Beefy Boxes and Bandwidth Generously Provided by pair Networks
Do you know where your variables are?
 
PerlMonks  

Regex and question of design

by amaguk (Sexton)
on Apr 14, 2005 at 09:21 UTC ( [id://447672]=perlquestion: print w/replies, xml ) Need Help??

amaguk has asked for the wisdom of the Perl Monks concerning the following question:

Hi monks, I've a quite large file, and I want to apply a set of regex on each line of this file. I think build an array of regex, and for each line of my file, apply the array of regex (with this construction, it's easy to add a new rule). But maybe is there a perlish way to do ? What do you think about ?

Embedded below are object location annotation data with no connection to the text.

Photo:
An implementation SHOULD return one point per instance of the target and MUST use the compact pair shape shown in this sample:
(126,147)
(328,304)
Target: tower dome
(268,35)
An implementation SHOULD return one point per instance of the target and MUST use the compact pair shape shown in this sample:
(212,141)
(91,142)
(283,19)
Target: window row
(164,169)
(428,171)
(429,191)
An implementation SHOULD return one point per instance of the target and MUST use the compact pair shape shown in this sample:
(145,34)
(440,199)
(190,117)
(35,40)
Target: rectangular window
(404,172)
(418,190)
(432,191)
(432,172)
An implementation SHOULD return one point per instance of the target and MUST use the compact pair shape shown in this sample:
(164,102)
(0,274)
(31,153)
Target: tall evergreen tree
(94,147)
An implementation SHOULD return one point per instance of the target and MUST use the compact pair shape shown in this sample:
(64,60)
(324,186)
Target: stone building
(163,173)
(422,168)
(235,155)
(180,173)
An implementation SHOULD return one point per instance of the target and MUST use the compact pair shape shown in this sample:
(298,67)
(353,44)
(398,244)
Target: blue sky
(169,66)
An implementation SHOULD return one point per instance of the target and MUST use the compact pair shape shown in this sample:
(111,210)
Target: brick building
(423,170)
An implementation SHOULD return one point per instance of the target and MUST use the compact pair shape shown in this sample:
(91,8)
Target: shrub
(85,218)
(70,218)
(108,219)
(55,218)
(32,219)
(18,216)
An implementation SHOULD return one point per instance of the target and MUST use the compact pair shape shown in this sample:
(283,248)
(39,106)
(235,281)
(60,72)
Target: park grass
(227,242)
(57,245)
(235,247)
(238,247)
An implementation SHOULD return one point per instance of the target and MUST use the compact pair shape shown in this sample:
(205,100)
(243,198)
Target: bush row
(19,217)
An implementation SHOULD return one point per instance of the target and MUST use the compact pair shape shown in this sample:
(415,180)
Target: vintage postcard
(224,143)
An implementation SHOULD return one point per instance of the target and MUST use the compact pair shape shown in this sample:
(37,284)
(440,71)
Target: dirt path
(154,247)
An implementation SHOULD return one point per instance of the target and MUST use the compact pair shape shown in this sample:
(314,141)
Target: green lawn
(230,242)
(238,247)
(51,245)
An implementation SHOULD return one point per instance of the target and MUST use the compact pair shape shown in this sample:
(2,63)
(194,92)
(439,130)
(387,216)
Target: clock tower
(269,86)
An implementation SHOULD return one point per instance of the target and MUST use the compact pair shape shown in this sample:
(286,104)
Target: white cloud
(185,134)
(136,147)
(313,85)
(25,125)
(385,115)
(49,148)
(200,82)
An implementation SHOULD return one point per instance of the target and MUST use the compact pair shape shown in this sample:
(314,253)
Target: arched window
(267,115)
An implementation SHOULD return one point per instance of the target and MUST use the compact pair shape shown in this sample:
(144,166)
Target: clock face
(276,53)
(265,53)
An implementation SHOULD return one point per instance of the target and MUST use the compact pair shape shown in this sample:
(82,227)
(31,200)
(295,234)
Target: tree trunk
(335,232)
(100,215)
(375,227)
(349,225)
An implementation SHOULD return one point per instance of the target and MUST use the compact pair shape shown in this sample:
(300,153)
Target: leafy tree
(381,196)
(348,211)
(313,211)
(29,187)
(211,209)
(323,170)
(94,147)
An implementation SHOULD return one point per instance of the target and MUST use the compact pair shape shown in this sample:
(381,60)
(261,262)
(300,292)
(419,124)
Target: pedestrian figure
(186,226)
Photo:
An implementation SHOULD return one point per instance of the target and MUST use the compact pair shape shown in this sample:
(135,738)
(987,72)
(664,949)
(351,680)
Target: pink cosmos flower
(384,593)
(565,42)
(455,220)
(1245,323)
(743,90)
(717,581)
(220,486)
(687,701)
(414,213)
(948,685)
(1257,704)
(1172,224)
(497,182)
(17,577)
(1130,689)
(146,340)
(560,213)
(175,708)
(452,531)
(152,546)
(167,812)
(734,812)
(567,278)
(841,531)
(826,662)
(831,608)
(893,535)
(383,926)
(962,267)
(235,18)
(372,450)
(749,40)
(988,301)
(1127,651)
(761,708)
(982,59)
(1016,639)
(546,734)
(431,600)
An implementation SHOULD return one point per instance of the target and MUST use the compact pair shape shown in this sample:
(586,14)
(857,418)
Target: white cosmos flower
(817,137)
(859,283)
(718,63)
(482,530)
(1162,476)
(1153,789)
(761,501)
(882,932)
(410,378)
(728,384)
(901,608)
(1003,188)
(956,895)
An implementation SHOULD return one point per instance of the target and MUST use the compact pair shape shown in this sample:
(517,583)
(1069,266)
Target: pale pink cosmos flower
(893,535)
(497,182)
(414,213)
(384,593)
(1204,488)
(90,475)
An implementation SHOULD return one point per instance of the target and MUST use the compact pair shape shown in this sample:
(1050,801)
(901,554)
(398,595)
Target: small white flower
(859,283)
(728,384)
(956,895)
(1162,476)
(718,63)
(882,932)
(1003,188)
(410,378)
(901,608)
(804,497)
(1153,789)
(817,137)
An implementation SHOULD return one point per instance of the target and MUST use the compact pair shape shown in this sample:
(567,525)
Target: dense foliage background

Replies are listed 'Best First'.
Re: Regex and question of design
by grinder (Bishop) on Apr 14, 2005 at 10:43 UTC
    I want to apply a set of regex on each line of this file

    At the risk of tiring readers with yet another plug for my module, I'll point out that it offers a "tracked pattern" mode, whereby you can assemble your array of regexps into a single pattern, which gives you the efficiency of performing a single match, and the convenience of being able to determine which, of the original expressions, was the one that matched. The code would go something like:

    use strict; use Regexp::Assemble; my $re = Regexp::Assemble->new( track => 1 ); open IN, shift || 'patterns' or die "open pattern file: $!\n"; while( <IN> ) { chomp; $re->add($_); } close IN; # read from, e.g., STDIN while( <> ) { chomp; if( defined( my $match = $re->match($_)) ) { print " $_ matched by $match\n"; } }

    What is not obvious, is that behind the scenes, the $re->match() is performing a single match. It is not looping over the entire list of patterns. It has to be this way (rather than using the more intuitive if( /$re/ ) {...}) because of current broken behaviour in the regular expression engine (see bug #32840 for details).

    Printing out the which particular pattern caused the match is not particularly helpful. What you really want to do is use the result as a hash key, either to look up a "human-readable" result string or a callback function, whatever suits your needs. If your patterns have captures (e.g. /x=(\d+)/), they are available for use.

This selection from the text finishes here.